AUTONOMOUS-FOX

Three streams of interconnected research. One objective: a general-purpose model of market behaviour.
Our Expertise
Stream 1: Learning the Building Blocks of Market Behaviour
Raw market data is noisy, constantly changing, and full of information that is useless for modelling. Before anything else can work, the data needs to be transformed into something meaningful.
Our first research stream investigates whether continuous market behaviour can be compressed into a discrete set of learned representations, each capturing a distinct pattern of how an asset is behaving at a given moment. Think of it as learning a vocabulary of market behaviours directly from data, without defining those behaviours in advance. The goal is not just compression. It is to create a representational layer that can distinguish between market states at a much finer resolution than existing methods, separating genuine structure from noise. This representational layer is the foundation on which everything else in our research programme is built.

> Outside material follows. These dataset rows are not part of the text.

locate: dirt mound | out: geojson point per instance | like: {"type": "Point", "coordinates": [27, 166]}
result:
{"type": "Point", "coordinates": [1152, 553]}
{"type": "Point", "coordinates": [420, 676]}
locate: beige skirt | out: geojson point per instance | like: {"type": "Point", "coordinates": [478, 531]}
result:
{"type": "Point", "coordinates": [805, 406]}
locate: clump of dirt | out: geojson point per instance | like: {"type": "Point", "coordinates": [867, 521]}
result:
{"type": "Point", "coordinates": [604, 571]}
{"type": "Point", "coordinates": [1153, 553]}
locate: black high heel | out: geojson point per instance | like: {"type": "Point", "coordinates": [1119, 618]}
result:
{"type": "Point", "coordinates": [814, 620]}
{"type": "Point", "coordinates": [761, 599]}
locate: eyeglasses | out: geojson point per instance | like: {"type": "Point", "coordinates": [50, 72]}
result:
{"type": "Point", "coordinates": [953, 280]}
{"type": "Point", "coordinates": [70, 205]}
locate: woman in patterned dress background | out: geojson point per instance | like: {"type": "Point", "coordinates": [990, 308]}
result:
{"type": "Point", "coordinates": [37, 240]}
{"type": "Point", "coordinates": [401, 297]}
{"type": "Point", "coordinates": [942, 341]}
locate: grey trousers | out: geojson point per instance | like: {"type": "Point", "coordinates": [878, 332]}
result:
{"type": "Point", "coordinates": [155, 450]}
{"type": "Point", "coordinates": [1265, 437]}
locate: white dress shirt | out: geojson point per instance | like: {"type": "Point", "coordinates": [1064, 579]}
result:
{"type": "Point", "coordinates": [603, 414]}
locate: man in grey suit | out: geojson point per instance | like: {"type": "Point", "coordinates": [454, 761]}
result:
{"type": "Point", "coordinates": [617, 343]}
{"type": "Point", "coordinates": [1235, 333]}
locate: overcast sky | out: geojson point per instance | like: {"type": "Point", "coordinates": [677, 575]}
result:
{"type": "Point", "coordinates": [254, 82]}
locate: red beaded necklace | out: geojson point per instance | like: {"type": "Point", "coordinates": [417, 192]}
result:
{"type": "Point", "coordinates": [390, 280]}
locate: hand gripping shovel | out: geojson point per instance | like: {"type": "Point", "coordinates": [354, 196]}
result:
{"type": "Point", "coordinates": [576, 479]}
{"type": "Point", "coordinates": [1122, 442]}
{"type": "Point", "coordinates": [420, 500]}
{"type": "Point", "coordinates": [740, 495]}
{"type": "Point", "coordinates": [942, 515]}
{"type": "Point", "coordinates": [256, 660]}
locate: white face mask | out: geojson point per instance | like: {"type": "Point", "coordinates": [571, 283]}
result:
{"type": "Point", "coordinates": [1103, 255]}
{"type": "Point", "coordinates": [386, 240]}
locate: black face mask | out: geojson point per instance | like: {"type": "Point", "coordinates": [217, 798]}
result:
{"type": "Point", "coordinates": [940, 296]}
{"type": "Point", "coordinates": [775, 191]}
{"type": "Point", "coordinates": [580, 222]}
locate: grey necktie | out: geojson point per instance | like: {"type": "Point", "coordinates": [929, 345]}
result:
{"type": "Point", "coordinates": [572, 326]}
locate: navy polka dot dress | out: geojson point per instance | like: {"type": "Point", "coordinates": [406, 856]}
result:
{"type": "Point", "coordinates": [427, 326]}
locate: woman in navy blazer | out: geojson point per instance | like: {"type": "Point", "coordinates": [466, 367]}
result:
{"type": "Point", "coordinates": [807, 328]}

Stream 2: Discovering How Markets Change
Markets are not static. The statistical properties of asset behaviour change continuously: volatility expands and contracts, dependencies between assets strengthen and dissolve, and the patterns that drive price formation evolve over time. Existing statistical methods can infer behavioural states from market data, but they are limited in resolution. In practice, only a handful of distinct states can be reliably resolved, imposing hard limits on the granularity of what the model can distinguish.
Our second research stream builds on the representations learned in Stream 1 to discover fine-grained behavioural states at a far higher resolution, potentially distinguishing hundreds of distinct modes of market behaviour. These states are not predefined categories but structures that emerge through learning, along with the temporal dynamics that govern how markets transition between them. The result is a much richer and more granular picture of how market behaviour evolves through time than existing methods can achieve.

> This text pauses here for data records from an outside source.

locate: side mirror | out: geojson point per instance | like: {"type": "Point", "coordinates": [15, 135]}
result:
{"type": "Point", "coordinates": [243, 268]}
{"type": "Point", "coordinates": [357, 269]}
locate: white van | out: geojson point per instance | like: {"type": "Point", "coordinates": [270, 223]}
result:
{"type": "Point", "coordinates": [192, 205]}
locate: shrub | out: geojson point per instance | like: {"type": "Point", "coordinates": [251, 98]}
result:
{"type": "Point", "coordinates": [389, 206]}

Stream 3: Mapping the Connections Between Assets
No asset moves in isolation. Assets influence one another through relationships that strengthen, weaken, and rewire themselves as conditions change. Most models either ignore these connections or assume they are fixed. They are not.
Our third research stream investigates how these dynamic relationships can be learned directly from data using graph-based methods. Rather than relying on pre-specified relationships, our models discover the relational structure between assets and track how it evolves. Crucially, this layer is conditioned on the market states discovered in Stream 2, so the relationships themselves adapt to the prevailing environment.
How They Fit Together
These three streams form a deliberate architectural sequence. Stream 1 transforms raw data into meaningful representations. Stream 2 discovers how market behaviour evolves through those representations. Stream 3 maps the connections between assets, conditioned on the current state of the market. Together, they are intended to produce a general-purpose model of market behaviour that can support a wide range of downstream applications.
The objective is depth of understanding, not breadth of application. A model that truly learns how markets behave can support many applications as a consequence. But the understanding comes first.
How They Fit Together
The modelling infrastructure we are building is general-purpose by design. While our primary focus is foundational research, the components we develop have direct applicability to a range of problems in quantitative finance.
Statistical arbitrage is one natural application. Traditional statistical arbitrage relies on fixed patterns and historical relationships that erode as they become widely known. A model that understands how assets behave in relation to one another within an evolving market network can detect transient opportunities that static methods miss, and adapt as those opportunities shift. Execution optimisation, risk management, portfolio construction, and market making are equally natural areas for downstream applications, each drawing on different aspects of the same underlying model.
We are not building trading systems. We are building the intelligence layer that trading systems have been missing.